WKXM-FM
- Winfield, Alabama; United States;
- Frequency: 97.7 MHz
- Branding: Gold 97.7

Programming
- Format: Oldies
- Affiliations: ABC Radio

Ownership
- Owner: Ad-Media Management Corp.
- Sister stations: WKXM

History
- First air date: 1991
- Former call signs: WXZX (3-10/1990)

Technical information
- Licensing authority: FCC
- Facility ID: 435
- Class: A
- ERP: 3,900 watts
- HAAT: 123 meters (404 feet)
- Transmitter coordinates: 34°01′53″N 87°48′06″W﻿ / ﻿34.03139°N 87.80167°W

Links
- Public license information: Public file; LMS;

= WKXM-FM =

WKXM-FM (97.7 FM, "Gold 97.7") is a radio station licensed to serve Winfield, Alabama, United States. The station is owned by Ad-Media Management Corp.

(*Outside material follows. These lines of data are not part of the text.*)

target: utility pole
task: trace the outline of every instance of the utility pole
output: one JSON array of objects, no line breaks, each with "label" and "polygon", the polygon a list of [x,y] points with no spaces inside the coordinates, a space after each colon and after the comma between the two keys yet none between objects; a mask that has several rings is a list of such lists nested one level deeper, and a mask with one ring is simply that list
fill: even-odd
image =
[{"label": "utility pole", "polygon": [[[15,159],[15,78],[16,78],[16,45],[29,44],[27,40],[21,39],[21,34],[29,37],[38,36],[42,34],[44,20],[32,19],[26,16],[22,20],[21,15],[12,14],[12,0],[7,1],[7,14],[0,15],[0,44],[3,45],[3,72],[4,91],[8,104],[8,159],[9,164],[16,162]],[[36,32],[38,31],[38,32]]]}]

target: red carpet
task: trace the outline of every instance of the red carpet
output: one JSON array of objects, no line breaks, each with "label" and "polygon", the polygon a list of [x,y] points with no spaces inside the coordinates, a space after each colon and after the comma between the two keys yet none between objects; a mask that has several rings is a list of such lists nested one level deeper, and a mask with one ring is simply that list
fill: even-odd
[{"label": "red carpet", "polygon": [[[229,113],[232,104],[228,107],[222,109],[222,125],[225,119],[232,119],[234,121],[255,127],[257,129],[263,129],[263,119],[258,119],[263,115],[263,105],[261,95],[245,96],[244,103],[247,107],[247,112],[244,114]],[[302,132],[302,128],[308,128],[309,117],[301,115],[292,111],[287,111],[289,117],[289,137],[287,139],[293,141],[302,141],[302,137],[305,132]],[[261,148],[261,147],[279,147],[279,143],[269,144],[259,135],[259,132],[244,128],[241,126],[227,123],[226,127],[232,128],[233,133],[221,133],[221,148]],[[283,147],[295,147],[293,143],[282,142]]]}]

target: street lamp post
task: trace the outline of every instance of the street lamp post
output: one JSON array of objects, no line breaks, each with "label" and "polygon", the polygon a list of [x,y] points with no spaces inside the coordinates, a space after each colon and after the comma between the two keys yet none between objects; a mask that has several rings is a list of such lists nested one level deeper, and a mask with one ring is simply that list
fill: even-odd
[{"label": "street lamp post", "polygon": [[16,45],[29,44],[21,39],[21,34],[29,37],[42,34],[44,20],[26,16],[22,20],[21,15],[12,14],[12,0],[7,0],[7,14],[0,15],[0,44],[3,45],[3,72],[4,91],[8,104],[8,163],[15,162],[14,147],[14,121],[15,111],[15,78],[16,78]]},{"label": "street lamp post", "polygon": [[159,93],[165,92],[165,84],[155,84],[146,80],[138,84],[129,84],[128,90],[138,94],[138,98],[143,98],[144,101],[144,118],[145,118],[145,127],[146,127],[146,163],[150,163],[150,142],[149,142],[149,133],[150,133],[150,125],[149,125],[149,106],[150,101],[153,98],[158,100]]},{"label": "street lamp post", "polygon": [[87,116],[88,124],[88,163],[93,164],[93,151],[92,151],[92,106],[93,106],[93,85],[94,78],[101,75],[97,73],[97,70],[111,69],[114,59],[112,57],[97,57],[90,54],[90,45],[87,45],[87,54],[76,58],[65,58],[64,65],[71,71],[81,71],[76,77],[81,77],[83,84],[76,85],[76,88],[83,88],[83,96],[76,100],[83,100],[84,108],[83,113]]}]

WKXM-FM broadcasts an oldies music format which features programming from ABC Radio.

==History==
This station received its original construction permit for a new FM radio station broadcasting with 3,000 watts of effective radiated power at 105.9 MHz from the Federal Communications Commission on February 22, 1990. The new station was assigned the call letters WXZX by the FCC on March 20, 1990. While still under construction, the station changed callsigns on October 1, 1990, to the current WKXM-FM as a complement to their AM sister station now known as WKXM. WKXM-FM received its license to cover from the FCC on May 1, 1992.

WKXM was formerly located at 105.9 FM but, for technical reasons that involved other radio stations, a 2004 frequency change was required.